Cadeias de Valor Sustentáveis

Theory of Change

Projects supported by the USAID/PCAB program must, in aggregate, contribute to the protection and maintenance of biodiversity, forest cover and ecosystem function in the Brazilian Amazon, and do so in a way that is also supportive or enhancing of community well-being. The expanded Nossa Terra/Sustainable Livelihoods project will contribute to securing biodiversity in Amazonian protected areas by facilitating the entry, permanence or increased scope of participation of resident communities in sustainable, value-added, natural resource-based value chains. The project treats the community-territory-natural resource base in indigenous lands and multiple-use conservation units as a linked socio-ecological system whose resilience is rooted in the dynamic interactions among people, territory and resources and affected by external policy, economic and environmental factors.

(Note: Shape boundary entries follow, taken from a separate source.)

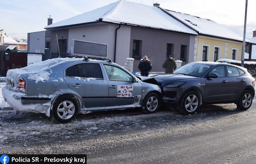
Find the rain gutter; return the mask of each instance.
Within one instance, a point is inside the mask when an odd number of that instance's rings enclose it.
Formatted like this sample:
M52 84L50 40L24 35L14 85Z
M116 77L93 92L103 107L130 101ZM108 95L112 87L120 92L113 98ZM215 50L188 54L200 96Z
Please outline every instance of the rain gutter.
M119 24L119 27L115 29L115 49L114 50L114 62L115 62L115 57L116 54L116 40L117 36L117 31L121 27L121 24Z

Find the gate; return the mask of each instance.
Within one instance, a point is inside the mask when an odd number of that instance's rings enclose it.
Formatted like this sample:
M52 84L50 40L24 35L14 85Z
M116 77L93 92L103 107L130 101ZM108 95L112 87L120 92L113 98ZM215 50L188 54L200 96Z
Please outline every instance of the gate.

Recent studies from the Amazon Fund have identified the lack of sustainable value chains as a weak link in the economy of traditional forest peoples and highlighted the need for work to structure them and improve their sustainability, increasingly connecting them with private sector actors interested in bottom-line solutions. Forest peoples that live in protected areas, however, face several daunting obstacles that need to be overcome in order to move their economies beyond a subsistence level and allow them to participate more readily in regional and national markets. These obstacles include long distances from major markets, lack of adequate transportation and financial infrastructure, and lack of knowledge regarding the requirements for successful business enterprises. Additional constraints, albeit necessary ones, derive from regulations for production in Brazilian protected areas. Resident families and communities in extractive reserves cannot lease land or resources for outside interests to explore, and exploitation of common pool resources is expected to occur in a non-privatized manner with return of benefits to the communities. Therefore, appropriately, timber and non-timber forest products can only be extracted and enter a value chain from extractive reserves at scale through community-based enterprises that control the early, territory-based stages of production[1].

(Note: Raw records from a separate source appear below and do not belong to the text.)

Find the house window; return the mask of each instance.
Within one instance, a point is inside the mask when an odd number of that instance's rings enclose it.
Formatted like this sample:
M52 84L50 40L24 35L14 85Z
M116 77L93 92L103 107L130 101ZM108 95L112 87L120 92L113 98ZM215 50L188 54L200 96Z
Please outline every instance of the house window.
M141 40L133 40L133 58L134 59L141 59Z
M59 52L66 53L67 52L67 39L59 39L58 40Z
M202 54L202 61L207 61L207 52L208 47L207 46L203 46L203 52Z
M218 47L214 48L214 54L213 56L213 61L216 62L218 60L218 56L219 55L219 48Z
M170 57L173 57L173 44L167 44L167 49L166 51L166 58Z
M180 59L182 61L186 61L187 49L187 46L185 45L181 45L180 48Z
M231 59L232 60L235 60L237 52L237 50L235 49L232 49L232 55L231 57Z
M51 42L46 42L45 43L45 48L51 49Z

This project addresses many of these obstacles in an integrated, strategic manner. This theory of change starts from several key premises. The project proposes that when protected area communities receive economic benefits from sustainably harvested forest-based products (in addition to the subsistence benefits they already receive from these resources as a result of secure access to their territories) they are less likely to adopt economic activities that damage the forest and are more likely to remain resident in the protected area. If community members themselves are involved in value-added processing and in presenting and negotiating their products in urban areas, then more value and capacities eventually accrue to the communities.

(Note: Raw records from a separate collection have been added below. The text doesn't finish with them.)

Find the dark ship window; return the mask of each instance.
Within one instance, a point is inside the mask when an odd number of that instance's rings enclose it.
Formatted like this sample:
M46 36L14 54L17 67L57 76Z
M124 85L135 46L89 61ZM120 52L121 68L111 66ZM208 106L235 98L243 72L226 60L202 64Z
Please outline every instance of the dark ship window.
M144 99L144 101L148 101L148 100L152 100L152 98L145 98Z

The project works in Indigenous Lands and in Multiple Use protected areas, primarily Extractive Reserves but also National Forests and Sustainable Development Reserves. In National and State Forests, outside of any areas zoned for resident community use, the government can lease forest tracts to the private sector for low-impact timber extraction. Timber production in Extractive Reserves is only allowed by communities, but the communities must have a rigorous, government approved forest management plan. At the other end of the scale of production, individual families can collect and sell non-timber forest products. In the case of tourism, regulations for tourism operation concessions to either the private sector or communities in multiple-use protected areas are still being developed and tested.